I’ve long been a 9pt Monaco—no anti-aliasing—guy. Yesterday, after testing the freely available fonts with a unique zero from the ten that Dan reviews, I came to the same conclusion: 11pt Inconsolata, anti-aliased, is roughly the same size as my old favorite and is just as readable, if not more so.

Unlike John Gruber, I did not find Consolas, or any others except for Inconsolata, to pass the “mm/ww” anti-aliasing test at small sizes.

Meet Em (No Relation) ¬

2008-01-10

I’ve been using em-based text-sizing on this site for a number years using Richard Rutter’s methods and have done well by them. He recently expanded upon his tricks for A List Apart and proved the consistency you can achieve with them.

But there’s one thing that’s occasionally in the back of my mind: what exactly is an em? I had some remembrance that it originally got its name from some aspect of the size of a capital M, but that’s about it.

I must have glossed over Richard’s definition having read the article too many times:

“Classically, an em (pronounced emm) is a typographer’s unit of horizontal spacing and is a sliding (relative) measure. One em is a distance equal to the text size.”

Oh, that’s right, it’s the height of the font. Actually, there’s more to it than that, especially depending on whether you’re a typographer, a type designer, or a software engineer. Font Beureu’s Type 101 blog has the full details (including illustrations) in their post The Em. Go read it.

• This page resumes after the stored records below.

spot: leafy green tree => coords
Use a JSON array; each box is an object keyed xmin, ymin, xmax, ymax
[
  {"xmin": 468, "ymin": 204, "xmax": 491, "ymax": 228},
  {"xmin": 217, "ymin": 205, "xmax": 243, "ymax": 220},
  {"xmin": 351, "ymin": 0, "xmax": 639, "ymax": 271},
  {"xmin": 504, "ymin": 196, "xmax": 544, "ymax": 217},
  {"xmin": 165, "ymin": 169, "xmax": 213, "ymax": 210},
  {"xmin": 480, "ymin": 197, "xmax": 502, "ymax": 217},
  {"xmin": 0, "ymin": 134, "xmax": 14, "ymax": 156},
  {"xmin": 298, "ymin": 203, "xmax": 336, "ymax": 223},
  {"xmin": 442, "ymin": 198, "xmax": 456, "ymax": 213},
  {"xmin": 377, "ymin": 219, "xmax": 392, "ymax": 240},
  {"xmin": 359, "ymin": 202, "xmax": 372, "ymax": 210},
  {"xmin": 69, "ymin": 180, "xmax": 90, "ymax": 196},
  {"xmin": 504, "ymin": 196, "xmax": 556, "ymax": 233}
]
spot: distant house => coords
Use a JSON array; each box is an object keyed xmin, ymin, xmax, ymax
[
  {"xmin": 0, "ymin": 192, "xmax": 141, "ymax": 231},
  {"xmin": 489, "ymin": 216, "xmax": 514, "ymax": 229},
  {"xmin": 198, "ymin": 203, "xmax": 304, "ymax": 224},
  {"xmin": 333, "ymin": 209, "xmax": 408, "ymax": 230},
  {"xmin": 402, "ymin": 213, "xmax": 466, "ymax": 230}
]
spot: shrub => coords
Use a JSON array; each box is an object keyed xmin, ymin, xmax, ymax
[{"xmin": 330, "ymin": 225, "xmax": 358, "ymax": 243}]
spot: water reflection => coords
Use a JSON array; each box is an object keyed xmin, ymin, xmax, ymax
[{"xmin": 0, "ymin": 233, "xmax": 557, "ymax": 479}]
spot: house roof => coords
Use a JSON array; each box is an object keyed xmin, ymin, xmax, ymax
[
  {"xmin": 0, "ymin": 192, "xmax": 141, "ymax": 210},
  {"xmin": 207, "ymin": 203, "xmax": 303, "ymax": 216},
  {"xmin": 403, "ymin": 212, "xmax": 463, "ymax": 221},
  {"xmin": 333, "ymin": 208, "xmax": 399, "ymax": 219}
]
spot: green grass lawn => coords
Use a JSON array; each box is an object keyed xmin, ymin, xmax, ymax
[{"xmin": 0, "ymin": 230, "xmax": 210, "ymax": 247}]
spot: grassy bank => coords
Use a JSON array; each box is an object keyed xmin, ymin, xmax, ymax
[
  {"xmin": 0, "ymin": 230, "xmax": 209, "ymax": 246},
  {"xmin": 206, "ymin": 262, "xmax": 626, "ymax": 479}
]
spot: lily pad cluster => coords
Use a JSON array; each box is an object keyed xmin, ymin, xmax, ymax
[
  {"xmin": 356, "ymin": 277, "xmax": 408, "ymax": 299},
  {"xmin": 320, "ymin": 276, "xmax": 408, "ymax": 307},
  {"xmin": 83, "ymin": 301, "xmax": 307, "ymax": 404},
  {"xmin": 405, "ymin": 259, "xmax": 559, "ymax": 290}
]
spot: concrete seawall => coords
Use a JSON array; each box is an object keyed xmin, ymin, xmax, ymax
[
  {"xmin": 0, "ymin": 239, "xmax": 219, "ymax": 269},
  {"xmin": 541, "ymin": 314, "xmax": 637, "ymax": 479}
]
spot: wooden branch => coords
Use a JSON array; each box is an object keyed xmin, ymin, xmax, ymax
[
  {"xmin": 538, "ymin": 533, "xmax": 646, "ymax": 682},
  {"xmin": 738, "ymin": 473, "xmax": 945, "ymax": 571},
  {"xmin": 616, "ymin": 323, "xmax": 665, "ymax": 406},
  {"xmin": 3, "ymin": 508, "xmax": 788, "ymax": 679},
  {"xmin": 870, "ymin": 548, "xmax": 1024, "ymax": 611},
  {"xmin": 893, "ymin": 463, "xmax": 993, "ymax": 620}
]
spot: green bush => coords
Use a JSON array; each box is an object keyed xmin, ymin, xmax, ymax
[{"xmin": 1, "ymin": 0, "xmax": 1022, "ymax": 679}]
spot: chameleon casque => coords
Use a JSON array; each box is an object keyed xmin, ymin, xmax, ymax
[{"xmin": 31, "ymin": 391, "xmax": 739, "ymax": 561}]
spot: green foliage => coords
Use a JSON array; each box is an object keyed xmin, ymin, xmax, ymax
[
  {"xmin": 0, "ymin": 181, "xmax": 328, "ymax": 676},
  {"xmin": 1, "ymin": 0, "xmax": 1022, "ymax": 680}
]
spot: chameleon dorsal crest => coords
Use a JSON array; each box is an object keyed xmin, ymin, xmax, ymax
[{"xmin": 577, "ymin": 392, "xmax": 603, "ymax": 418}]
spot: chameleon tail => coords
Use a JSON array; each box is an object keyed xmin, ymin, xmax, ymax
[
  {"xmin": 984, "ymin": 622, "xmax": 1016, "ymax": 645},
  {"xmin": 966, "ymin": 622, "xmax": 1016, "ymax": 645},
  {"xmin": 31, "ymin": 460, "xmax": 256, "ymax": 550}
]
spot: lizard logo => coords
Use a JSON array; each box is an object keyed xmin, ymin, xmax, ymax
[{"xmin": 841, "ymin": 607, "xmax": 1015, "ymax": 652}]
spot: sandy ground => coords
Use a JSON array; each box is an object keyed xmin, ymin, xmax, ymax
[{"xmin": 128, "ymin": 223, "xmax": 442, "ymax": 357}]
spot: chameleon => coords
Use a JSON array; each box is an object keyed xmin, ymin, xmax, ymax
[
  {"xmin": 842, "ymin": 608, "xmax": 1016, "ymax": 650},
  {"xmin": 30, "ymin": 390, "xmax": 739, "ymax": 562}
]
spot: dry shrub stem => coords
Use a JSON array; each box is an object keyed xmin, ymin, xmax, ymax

I’ll leave you with the following excerpt (and many thanks directed at Grant Hutchinson for noting the article):

“In my view, the em is a fundamental unit of typography. It plays a critical role in the design of a typeface, in the technology to compose and render the typeface, and finally in the decisions made by the typographer when setting the type. In fact, from the type designer’s point of view, the em is what forms the basic module used to compose letters into words, words into lines, and lines into paragraphs. It makes movable type possible.”

New Feature: Supplemental Content & Blogroll ¬

2006-07-23

I’ve added a new supplemental content block to the bottom of this page (and will eventually be added to other pages) which currently contains my Required Reading list (i.e. my blogroll). The sites listed there are the most important or most useful out of all my syndicated subscriptions and I’ll be keeping it up to date. It’s also sorted by my current preference.

I have multiple reasons for doing this: 1) to give a little context to the site (what I’m reading), 2) to link to the sites that I feel deserve the traffic, and 3) as a marketing ploy (hopefully, somehow, it’ll come back around).

The design is something that I’ve been working on for a little while now, but I think it’s ready to be released into the wild. I don’t think that it’s quite complete as it’s a little tricky to implement in CSS and I think it needs a few other tweaks here and there.

Also, there’s currently an unimplemented piece of the supplemental content section labeled “Something Else”. I’m taking suggestions as what would be most useful there. There are some implementation considerations, so I may rule out some suggestions for those reasons, but please do comment with your ideas.

Update: I’ve also tweaked the article title font and how its underlining works. I just really liked the way I had implemented it in the supplemental content and I was never happy with the titles anyway.